Während Sie Ihre Zeit darauf verwendet haben, Ihren Protest zu formulieren, haben wir versucht, die Dinge etwas genauer zu ergründen und deutlich zu machen – damit ist im Grunde genommen schon alles gesagt –, dass wir vonseiten der bayerischen SPD – dazu gehören nicht nur die Kolleginnen und Kollegen aus der Landtagsfraktion, sondern, wie ich inzwischen wohl sagen kann, auch die Kollegen aus der Bundestagsfraktion – diese Absicht der Bundesregierung missbilligen und alles tun werden, dass das nicht eintreten wird, meine Damen und Herren.

(Beifall bei der SPD und bei Abgeordneten der CSU)

Wir werden sehen, Herr Kollege Sackmann, was am Ende dabei herauskommen wird. In einem haben Sie Recht: Wenn es nicht stattfindet, dann waren es tatsächlich wir, die das verursacht haben. Aber unsere Heimat ist es auch wert, sich einzusetzen.
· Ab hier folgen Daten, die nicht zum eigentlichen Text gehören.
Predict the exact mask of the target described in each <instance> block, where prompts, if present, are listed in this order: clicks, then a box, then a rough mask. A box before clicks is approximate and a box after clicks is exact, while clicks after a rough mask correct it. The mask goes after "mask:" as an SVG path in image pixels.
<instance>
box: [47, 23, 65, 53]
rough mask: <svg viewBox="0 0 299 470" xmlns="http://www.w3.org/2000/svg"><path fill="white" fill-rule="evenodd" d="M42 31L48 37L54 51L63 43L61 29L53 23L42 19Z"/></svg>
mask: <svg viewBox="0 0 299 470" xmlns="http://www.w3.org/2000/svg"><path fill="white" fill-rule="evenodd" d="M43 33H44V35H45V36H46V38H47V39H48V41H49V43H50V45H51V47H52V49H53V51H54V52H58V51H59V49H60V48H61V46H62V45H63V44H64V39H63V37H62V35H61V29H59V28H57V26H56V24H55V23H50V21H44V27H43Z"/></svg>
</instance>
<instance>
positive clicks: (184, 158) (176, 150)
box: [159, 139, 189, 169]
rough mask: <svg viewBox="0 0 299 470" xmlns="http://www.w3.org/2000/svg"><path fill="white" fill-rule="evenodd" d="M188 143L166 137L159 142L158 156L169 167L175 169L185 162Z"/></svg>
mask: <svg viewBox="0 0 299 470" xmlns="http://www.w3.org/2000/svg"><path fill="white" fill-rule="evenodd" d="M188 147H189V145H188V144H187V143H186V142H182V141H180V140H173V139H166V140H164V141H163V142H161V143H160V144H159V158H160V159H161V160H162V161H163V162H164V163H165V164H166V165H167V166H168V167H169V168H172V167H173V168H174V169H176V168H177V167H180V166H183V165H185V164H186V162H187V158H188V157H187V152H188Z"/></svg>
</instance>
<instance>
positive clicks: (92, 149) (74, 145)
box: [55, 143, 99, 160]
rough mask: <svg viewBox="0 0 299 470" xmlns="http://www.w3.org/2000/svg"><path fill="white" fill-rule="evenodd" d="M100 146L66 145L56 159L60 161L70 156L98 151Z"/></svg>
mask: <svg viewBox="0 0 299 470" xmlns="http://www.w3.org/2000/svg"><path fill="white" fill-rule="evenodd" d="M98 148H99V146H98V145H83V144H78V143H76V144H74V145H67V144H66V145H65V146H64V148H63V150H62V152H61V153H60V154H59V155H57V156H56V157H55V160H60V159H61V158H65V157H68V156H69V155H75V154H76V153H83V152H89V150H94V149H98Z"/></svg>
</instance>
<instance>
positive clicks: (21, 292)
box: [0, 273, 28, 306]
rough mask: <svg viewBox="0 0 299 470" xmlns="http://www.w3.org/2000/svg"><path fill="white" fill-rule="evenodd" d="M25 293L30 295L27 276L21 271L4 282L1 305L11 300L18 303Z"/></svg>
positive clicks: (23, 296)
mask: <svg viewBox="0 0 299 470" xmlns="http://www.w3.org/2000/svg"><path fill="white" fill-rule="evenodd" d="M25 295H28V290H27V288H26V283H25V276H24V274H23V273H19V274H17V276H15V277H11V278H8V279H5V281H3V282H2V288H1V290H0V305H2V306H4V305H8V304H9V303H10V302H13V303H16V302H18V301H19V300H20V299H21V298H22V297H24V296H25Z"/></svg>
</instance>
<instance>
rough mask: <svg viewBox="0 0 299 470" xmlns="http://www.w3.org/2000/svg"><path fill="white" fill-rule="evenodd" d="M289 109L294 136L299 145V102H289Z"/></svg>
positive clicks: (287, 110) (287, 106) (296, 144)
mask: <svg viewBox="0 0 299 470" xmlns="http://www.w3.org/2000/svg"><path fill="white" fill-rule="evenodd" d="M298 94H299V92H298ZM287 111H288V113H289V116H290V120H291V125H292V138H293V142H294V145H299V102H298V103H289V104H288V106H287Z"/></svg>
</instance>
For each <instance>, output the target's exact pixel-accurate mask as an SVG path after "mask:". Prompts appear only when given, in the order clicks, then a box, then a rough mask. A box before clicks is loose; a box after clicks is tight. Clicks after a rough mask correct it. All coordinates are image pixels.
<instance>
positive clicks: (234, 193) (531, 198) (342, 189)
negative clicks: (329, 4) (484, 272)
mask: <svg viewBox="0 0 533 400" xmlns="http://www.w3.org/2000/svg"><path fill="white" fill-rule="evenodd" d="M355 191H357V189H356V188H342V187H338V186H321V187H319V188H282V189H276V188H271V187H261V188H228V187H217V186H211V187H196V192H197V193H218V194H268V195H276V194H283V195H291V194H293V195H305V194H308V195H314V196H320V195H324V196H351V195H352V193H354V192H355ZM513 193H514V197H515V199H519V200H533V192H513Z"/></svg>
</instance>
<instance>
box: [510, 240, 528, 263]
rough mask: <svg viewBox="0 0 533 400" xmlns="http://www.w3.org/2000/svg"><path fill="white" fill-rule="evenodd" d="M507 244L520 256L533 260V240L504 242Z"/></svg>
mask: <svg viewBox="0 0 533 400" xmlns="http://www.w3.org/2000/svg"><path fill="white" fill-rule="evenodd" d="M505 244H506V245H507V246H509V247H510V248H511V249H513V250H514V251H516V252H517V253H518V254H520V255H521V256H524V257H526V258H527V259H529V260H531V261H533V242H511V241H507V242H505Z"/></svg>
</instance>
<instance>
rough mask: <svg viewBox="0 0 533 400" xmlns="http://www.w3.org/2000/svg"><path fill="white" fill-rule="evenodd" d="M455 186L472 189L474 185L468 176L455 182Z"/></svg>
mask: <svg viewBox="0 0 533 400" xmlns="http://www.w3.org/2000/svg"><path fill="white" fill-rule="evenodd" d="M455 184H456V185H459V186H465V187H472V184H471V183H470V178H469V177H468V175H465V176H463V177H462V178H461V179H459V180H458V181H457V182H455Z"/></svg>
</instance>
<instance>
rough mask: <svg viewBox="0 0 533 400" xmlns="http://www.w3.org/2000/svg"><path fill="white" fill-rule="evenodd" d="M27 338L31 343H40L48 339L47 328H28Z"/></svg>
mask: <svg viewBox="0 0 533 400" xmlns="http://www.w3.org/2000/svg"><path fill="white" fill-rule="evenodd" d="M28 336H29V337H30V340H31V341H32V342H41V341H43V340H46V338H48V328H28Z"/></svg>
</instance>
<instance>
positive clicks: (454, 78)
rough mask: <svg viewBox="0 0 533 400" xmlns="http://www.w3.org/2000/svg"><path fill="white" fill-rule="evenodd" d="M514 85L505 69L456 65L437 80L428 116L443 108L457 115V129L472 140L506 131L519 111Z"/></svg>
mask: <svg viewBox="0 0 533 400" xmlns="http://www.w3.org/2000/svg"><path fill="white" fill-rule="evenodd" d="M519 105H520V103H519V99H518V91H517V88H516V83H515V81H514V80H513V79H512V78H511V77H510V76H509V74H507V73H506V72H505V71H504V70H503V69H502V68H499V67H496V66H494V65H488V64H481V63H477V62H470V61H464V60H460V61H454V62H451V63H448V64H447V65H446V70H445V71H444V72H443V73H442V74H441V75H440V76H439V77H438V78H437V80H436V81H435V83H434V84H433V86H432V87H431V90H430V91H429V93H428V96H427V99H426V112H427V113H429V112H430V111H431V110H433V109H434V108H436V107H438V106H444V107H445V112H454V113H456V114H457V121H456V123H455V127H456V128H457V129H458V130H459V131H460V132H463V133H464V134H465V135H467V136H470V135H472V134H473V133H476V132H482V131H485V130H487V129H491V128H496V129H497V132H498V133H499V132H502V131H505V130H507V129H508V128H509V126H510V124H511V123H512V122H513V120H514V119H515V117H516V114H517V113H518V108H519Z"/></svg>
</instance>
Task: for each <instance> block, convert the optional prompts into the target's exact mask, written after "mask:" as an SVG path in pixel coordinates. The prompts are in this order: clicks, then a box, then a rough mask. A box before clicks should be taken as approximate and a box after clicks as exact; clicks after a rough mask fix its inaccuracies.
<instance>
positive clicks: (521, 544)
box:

Trotzdem sollte das Thema etwas ruhiger und umfassender angegangen werden. Das Thema lautet nämlich nur am Rande „GA“. Im Grunde lautet es: Wohin gehen wir mit der Regionalförderung und der Wirtschaftsförderung insgesamt, und was ist zu tun, um das wachsende Gefälle innerhalb Bayerns durch geeignete Fördermaßnahmen abbauen zu helfen?

Lassen Sie mich dazu ein bisschen in die Historie zurückgehen. Der Planungsausschuss – das ist der

Bund-Länder-Ausschuss, der die Gemeinschaftsaufgabe betreut – hält ja laufend Sitzungen ab. Mein Hauptargument gegenüber der Bundesregierung war: Der Ausschuss hat in diesem Jahr am 24. April in seiner 56. Sitzung darüber debattiert, ob im Zuge der namentlich von Herrn Stoiber und Herrn Clement – was den Letzteren betrifft, so geht es um die Zeit, als er noch Ministerpräsident war – angezettelten Diskussion über die Verringerung von Bund-Länder-Aufgaben insgesamt und damit der Verringerung oder gänzlichen Abschaffung der Mischfinanzierung angesichts der Meinungsäußerungen der beiden Ministerpräsidenten der zwei wichtigsten Länder in Deutschland nicht auch im Rahmen der Gemeinschaftsaufgabe Konsequenzen gezogen werden müssten.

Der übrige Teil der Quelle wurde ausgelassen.